Challenging common assumptions in unsupervised learning

Link to paper (arXiv)

Summary:

  1. Unsupervised learning of disentangled representations is fundamentally impossible without inherint or explicit biases.

  2. Good random initialization on bad model architectures frequently outperform bad random initializations on good model architectures.

  3. Current disentanglement methods enforce independence between latent variables well (when measured by the \(\mu\) parameter of the Gaussian), but this does not mean when \(sampled\) the dimensions stay factorized.
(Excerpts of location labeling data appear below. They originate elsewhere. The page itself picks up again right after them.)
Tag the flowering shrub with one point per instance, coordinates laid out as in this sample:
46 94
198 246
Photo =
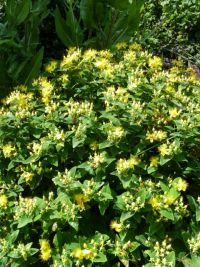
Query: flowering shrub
100 164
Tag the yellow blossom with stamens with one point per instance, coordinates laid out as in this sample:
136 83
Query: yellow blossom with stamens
154 161
181 185
173 113
164 150
114 225
8 150
3 201
80 200
154 202
155 62
45 250
51 66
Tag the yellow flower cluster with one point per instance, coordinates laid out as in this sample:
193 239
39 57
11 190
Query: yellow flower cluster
97 159
3 201
156 135
162 250
84 253
45 250
114 225
155 63
8 150
124 165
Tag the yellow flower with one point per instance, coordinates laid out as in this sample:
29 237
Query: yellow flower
89 54
135 46
51 66
94 145
161 135
80 200
154 202
169 199
88 254
81 254
3 201
181 185
78 254
121 46
155 62
173 113
163 149
28 176
64 78
8 150
45 250
154 161
114 225
102 64
156 135
134 161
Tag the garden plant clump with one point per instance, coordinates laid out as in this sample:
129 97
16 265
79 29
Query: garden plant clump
99 163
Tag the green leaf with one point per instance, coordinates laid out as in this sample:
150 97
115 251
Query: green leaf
193 262
171 257
100 258
32 68
125 216
167 213
198 214
24 221
103 206
61 29
23 10
164 160
13 236
87 8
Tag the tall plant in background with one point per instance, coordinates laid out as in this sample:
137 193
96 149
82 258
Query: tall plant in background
97 23
20 58
171 27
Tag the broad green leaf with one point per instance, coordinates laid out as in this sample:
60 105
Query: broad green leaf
62 30
171 257
167 213
198 214
24 221
33 67
23 9
87 8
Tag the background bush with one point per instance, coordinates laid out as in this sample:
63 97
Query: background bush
171 27
99 164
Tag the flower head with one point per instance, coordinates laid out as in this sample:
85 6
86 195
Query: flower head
114 225
45 250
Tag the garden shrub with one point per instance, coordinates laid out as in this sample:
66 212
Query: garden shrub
172 27
99 163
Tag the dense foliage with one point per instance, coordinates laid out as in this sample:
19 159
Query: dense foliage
28 27
99 164
172 27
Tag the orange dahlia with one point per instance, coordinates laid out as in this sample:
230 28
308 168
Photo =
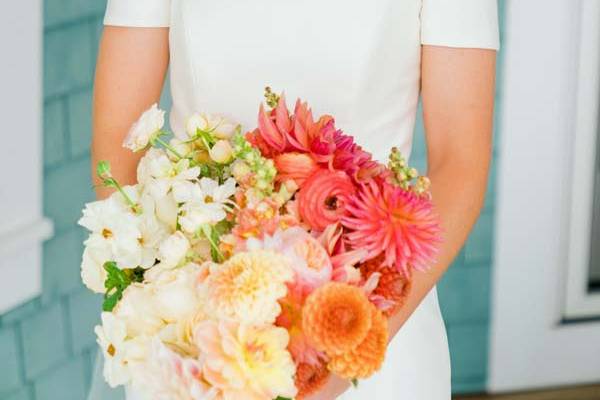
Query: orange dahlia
366 358
392 287
310 378
323 197
385 219
336 318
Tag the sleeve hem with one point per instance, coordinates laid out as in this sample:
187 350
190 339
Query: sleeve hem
495 45
138 13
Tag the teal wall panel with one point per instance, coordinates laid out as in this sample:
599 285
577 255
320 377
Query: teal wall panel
47 346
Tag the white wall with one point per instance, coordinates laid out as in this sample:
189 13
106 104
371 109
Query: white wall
530 347
22 227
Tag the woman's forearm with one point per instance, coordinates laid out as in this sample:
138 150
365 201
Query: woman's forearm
458 206
129 77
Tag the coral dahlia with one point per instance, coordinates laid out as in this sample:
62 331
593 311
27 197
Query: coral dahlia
246 362
323 197
247 287
386 219
392 287
336 318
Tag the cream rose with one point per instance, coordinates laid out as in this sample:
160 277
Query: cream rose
145 128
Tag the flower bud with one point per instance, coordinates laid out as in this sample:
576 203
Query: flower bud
239 170
221 152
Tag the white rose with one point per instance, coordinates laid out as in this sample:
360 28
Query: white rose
111 338
221 152
218 126
136 309
166 210
144 168
173 249
115 226
143 131
184 191
180 147
175 294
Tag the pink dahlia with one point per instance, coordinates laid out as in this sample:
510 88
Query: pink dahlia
352 159
385 219
323 198
295 166
280 132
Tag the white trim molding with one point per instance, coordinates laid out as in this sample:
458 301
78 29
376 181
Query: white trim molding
22 228
580 302
531 346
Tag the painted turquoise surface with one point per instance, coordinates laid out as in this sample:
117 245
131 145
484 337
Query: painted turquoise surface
47 346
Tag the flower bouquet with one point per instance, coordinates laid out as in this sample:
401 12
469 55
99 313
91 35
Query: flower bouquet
252 266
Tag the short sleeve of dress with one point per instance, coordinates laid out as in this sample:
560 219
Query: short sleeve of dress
138 13
460 23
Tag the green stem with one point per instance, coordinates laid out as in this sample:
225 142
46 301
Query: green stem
168 147
206 230
133 205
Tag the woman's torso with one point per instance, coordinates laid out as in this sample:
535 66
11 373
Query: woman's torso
356 60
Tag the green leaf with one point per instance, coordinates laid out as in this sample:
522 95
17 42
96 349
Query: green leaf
117 281
103 169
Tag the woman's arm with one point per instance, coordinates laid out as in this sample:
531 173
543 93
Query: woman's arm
458 101
130 73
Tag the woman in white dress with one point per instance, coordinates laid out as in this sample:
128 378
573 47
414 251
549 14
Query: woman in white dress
366 63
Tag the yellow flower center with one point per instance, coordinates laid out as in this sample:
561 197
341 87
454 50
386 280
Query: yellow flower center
255 353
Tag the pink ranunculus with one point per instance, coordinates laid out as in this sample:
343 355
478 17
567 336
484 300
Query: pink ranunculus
323 197
310 260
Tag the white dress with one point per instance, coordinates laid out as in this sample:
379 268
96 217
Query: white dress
358 60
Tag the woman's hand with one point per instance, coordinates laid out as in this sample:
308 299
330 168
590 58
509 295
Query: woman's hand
334 387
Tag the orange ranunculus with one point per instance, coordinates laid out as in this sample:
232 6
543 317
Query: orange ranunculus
336 318
310 378
366 358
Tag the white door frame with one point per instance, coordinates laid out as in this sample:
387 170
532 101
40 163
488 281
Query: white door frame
580 303
530 346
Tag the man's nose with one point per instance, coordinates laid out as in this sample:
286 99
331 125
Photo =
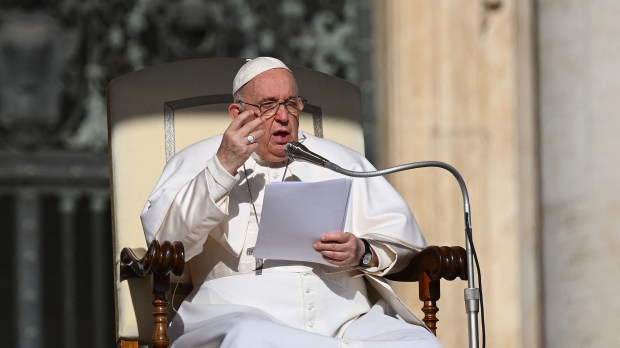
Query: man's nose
282 113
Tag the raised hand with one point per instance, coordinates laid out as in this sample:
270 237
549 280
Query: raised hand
240 140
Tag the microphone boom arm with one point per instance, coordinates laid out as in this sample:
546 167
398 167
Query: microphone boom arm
472 294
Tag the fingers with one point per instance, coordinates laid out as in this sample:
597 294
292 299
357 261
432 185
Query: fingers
240 140
339 249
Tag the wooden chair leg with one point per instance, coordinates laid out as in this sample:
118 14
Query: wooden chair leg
429 293
161 285
127 344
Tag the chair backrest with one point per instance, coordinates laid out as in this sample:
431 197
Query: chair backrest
154 112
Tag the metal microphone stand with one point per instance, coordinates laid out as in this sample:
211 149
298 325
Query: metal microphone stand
472 294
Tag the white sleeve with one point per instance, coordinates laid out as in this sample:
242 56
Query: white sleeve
194 212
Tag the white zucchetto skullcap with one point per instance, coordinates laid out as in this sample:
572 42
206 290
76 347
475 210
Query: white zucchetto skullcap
253 67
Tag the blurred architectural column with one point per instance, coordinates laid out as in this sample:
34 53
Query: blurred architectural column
455 83
579 88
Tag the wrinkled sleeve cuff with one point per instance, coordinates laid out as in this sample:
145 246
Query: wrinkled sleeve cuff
385 255
219 181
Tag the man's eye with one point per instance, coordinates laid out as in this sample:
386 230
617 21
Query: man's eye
268 105
291 104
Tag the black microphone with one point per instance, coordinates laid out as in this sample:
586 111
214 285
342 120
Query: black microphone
473 295
297 151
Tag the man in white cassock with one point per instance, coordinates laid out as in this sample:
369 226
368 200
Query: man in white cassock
210 197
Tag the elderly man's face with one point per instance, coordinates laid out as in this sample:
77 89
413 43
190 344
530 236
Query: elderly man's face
277 85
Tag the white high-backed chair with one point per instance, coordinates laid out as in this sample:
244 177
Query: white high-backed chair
155 112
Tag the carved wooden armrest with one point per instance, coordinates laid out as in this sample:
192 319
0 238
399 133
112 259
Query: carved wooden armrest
428 267
160 260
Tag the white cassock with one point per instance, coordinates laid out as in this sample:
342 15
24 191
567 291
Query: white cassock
286 304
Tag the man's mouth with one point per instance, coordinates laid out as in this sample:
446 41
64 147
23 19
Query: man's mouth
281 137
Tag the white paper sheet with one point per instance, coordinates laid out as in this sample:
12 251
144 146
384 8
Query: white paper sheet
294 216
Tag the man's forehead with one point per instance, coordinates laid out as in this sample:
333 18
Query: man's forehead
255 67
273 84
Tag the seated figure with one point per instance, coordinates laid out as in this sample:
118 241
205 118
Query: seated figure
210 196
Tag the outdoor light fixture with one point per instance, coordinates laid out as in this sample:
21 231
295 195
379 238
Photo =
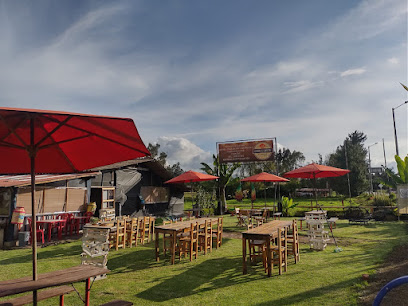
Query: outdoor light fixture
369 167
395 129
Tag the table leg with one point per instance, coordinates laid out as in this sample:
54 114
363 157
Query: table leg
268 256
156 243
244 268
173 248
87 291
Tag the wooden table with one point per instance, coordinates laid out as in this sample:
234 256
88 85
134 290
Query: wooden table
51 223
51 279
173 229
266 232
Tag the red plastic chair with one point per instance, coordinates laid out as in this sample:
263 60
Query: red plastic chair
88 216
73 225
62 226
39 232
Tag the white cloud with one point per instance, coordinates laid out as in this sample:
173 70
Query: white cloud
349 72
393 60
185 152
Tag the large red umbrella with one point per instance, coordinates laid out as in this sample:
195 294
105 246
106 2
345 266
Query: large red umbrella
264 177
42 141
313 171
190 177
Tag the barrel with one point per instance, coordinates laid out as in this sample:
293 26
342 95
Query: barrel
18 216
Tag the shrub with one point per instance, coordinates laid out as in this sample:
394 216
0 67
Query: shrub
382 200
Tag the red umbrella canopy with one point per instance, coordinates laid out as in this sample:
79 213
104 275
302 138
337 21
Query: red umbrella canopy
264 177
191 176
64 142
316 171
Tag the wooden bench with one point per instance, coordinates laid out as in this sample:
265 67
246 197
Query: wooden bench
41 295
332 222
118 303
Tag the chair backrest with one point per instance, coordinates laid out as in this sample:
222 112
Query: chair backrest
194 231
265 213
120 226
220 224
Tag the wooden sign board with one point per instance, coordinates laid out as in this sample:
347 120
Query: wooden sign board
246 151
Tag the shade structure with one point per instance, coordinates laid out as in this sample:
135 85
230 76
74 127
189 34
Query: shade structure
64 142
41 141
264 177
313 171
190 177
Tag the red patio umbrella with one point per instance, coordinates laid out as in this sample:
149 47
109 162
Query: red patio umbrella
191 176
43 141
314 171
264 177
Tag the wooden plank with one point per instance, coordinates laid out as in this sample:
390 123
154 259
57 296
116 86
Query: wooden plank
50 279
41 295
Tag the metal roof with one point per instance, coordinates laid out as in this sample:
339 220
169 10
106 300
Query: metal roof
25 180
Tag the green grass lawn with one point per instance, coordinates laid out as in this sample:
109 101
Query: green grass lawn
320 278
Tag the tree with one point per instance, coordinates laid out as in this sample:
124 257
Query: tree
357 164
224 172
288 160
401 177
161 157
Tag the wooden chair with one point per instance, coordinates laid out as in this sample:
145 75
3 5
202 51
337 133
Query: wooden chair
205 237
242 219
166 238
118 239
39 232
279 253
217 233
132 230
189 243
293 242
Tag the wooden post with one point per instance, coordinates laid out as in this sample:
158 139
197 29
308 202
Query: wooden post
87 291
269 255
244 268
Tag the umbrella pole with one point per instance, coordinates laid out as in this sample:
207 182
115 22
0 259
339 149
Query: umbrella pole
265 192
32 154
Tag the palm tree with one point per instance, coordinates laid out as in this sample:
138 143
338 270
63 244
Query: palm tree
224 172
402 176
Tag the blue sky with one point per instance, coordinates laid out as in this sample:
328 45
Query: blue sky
193 73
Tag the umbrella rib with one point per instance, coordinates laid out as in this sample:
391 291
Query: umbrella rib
48 134
12 131
58 148
102 137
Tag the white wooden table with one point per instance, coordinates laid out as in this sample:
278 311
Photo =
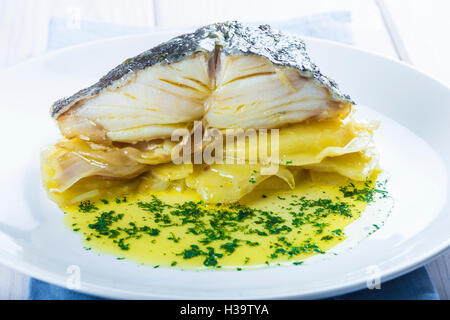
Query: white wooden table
415 31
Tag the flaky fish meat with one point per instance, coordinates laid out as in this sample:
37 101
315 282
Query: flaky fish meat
229 74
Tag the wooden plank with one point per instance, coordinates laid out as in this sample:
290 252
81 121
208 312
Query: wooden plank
13 285
367 25
424 27
439 271
424 45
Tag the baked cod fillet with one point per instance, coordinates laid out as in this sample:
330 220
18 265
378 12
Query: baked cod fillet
227 75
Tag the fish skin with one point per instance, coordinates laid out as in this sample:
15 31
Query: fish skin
232 38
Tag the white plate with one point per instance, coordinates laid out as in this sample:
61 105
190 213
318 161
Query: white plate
33 239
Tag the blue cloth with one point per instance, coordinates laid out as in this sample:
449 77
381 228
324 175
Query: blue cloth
335 26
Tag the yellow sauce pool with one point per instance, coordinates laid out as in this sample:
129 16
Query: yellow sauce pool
175 229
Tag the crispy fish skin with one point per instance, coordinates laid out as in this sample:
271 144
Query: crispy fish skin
229 38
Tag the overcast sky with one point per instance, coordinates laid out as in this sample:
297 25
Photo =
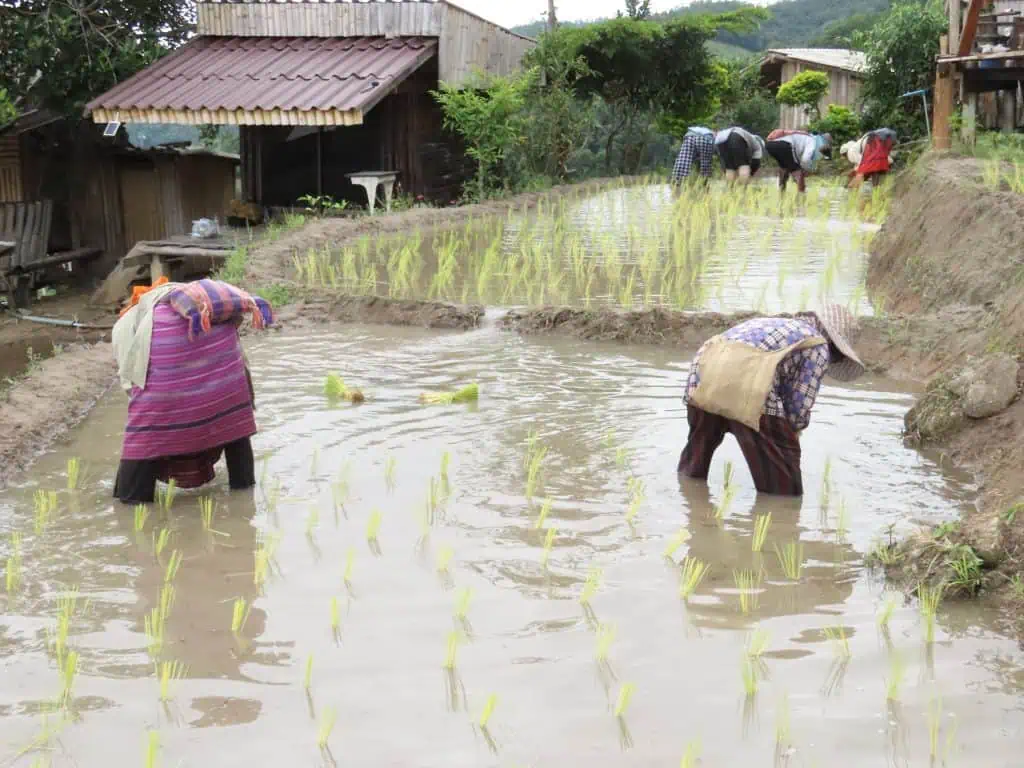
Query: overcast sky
512 12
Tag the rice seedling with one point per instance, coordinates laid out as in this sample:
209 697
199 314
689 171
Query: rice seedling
605 636
74 473
374 525
240 614
451 655
930 598
591 586
624 699
462 603
336 389
691 755
757 643
691 573
677 541
69 669
141 515
160 542
166 495
894 680
152 750
444 556
488 711
169 673
549 541
840 642
307 678
335 617
749 585
326 727
469 393
534 468
543 517
791 558
749 676
887 611
173 563
761 525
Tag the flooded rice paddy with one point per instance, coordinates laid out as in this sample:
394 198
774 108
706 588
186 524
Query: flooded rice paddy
726 250
464 609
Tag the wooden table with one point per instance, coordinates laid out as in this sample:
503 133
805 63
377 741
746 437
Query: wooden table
370 180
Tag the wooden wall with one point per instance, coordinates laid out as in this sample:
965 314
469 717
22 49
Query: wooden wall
844 89
10 170
466 41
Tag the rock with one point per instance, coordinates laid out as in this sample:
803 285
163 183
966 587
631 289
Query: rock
986 386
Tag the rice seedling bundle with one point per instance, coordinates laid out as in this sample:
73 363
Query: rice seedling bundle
336 389
791 558
488 711
469 393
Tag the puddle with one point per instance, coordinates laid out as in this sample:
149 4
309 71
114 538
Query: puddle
527 639
726 251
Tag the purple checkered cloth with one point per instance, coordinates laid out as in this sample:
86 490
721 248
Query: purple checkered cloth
798 377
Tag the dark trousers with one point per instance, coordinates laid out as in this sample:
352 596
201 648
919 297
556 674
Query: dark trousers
772 455
136 480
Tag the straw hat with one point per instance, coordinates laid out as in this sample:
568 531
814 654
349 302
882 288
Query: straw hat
841 327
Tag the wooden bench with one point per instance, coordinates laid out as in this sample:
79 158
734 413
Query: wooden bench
27 226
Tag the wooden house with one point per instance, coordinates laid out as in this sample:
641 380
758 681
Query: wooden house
845 70
323 89
105 194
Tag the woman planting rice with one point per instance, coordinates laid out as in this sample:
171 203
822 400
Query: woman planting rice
180 359
697 150
797 154
740 153
759 381
870 156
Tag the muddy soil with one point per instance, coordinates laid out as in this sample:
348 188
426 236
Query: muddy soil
49 398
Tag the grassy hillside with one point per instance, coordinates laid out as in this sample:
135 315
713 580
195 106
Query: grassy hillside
794 23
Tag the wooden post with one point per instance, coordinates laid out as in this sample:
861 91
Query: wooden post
954 23
969 127
943 101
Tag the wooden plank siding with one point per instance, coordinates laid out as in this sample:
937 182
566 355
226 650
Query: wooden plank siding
844 89
10 170
467 42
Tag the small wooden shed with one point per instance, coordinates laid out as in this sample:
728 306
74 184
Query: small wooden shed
323 89
104 193
845 70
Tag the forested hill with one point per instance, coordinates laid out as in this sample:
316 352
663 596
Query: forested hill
794 23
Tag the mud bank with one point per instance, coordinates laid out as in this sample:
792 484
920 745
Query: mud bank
53 395
271 262
949 259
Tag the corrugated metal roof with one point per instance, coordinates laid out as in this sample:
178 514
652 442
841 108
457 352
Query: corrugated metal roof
837 58
284 74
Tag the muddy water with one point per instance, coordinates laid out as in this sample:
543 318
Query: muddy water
526 637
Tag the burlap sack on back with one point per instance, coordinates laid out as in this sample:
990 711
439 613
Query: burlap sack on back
736 378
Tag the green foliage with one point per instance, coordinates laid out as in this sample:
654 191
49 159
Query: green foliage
805 90
7 110
489 116
901 50
60 54
840 122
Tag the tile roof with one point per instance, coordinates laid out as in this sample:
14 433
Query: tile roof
257 80
837 58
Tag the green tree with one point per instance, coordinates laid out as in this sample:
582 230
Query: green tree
901 51
489 115
60 54
806 90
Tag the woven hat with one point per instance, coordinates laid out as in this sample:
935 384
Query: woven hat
841 327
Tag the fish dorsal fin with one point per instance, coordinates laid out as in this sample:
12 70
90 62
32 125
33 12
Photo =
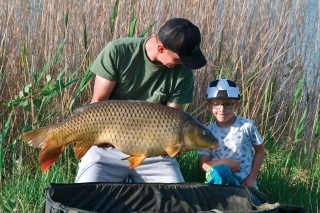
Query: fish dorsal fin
81 148
84 108
173 149
135 160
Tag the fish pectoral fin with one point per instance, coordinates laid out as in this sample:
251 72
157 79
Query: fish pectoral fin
81 148
173 150
135 160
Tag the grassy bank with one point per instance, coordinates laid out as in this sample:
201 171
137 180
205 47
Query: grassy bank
45 54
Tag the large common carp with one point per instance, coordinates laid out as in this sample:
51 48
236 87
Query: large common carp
137 128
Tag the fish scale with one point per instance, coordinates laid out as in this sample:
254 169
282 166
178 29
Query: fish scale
137 128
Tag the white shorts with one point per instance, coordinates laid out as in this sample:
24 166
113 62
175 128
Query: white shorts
105 165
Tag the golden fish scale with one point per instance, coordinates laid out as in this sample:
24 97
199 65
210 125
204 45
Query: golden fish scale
132 127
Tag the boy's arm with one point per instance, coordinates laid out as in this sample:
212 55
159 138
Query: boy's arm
256 165
206 163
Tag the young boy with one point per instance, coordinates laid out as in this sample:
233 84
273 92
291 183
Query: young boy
234 162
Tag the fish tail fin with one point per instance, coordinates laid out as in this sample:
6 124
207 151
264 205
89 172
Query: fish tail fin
50 149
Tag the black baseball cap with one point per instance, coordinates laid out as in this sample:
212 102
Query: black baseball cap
182 37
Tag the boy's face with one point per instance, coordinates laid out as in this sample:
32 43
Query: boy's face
223 109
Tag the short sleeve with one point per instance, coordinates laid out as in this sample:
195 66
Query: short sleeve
105 65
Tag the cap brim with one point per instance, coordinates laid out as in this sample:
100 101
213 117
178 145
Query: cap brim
194 61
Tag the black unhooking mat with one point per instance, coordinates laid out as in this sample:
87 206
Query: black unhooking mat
184 197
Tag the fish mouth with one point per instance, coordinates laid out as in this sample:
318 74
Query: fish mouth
213 147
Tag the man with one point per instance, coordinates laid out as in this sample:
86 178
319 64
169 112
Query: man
157 70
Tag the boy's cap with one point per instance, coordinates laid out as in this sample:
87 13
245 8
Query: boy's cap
182 37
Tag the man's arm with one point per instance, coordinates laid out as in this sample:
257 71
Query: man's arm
102 89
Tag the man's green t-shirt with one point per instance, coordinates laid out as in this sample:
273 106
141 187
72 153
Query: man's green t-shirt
125 61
  4. There is no concrete measure on how much disentanglement actually helps downstream tasks; the authors found it was not highly correlated when measuring disentanglement via certain metrics.

Impossibility theorem:

For d \(>\) 1, let \(\mathbf{z} \sim P\) denote any distribution which admits density \(p(\mathbf{z}) = \prod_{i=1}^d p(z_i)\). Then, there exists an infinite family of bijective functions \(f: \mathrm{supp}(\mathbf{z}) \rightarrow \mathrm{supp}(\mathbf{z})\) such that \(\frac{\partial f_i(\mathbf{u})}{\partial u_j} \neq 0\) almost everywhere for all \(i\) and \(j\) (i.e.: \(\mathbf{z}\) and \(f(\mathbf{z})\) are completely entangled) and \(P(\mathbf{z} \leq \mathbf{u}) = P(f(\mathbf{z}) \leq \mathbf{u})\) for all \(\mathbf{u} \in \mathrm{supp}(\mathbf{z})\) (i.e.: they have the same marginal distribution).

We are defining "disentangled" in this following section to mean “a single change in the latent variable leads to a single high-level change in the representation".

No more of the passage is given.